In information recording on magnetic disks, as mentioned above, signal magnetic domains cannot be adequately formed unless the recording magnetic field applied to the recording magnetic film is higher than the coercive force. For this reason, the intensity of the recording magnetic field applied by the magnetic head apparently has to be increased with the increase in the coercive force that is set for the recording magnetic film. However, the intensity of the recording magnetic field that can be applied by the magnetic head is limited, for example, from the standpoint of magnetic head structure or power consumption.
Accordingly, a thermally assisted magnetic recording method is sometimes used for information recording on the magnetic disks.

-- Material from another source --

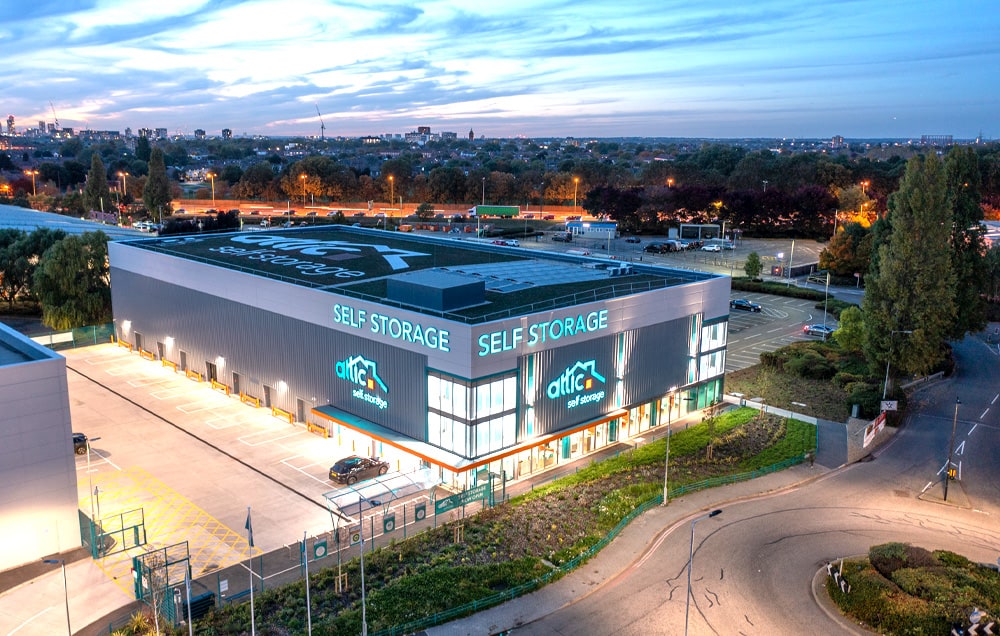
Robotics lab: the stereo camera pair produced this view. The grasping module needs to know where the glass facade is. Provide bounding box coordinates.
[427,372,517,458]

When information recording on magnetic disks is implemented with the thermally assisted magnetic recording method, first, the temperature of the recording magnetic film of the magnetic disk is locally and successively raised by conducting laser beam illumination from the prescribed optical head. In the area with the raised temperature in the recording magnetic film, the coercive force decreases with respect to that in the surrounding areas where the temperature has not been increased. Then, a recording magnetic field that is stronger than the coercive force in the area of the recording magnetic field with the increased temperature is applied to the area with increased temperature by the magnetic head, and part of the area with increased temperature is magnetized in the prescribed direction. This magnetization is fixed in the process of cooling the magnetized zone. If the thermally assisted magnetic recording method is used, information recording is implemented by applying the recording magnetic field to the zones in which the coercive force is decreased by heating. Therefore, even when the coercive force of a recording magnetic film at a normal temperature during information storage or information reproduction is set at a high level, it is not necessary to increase excessively the intensity of the recording magnetic field that has to be applied with the magnetic head. Such a thermally assisted magnetic recording method is described, for example, in Japanese Patent Applications Laid-open No. H6-243527 and 2003-157502.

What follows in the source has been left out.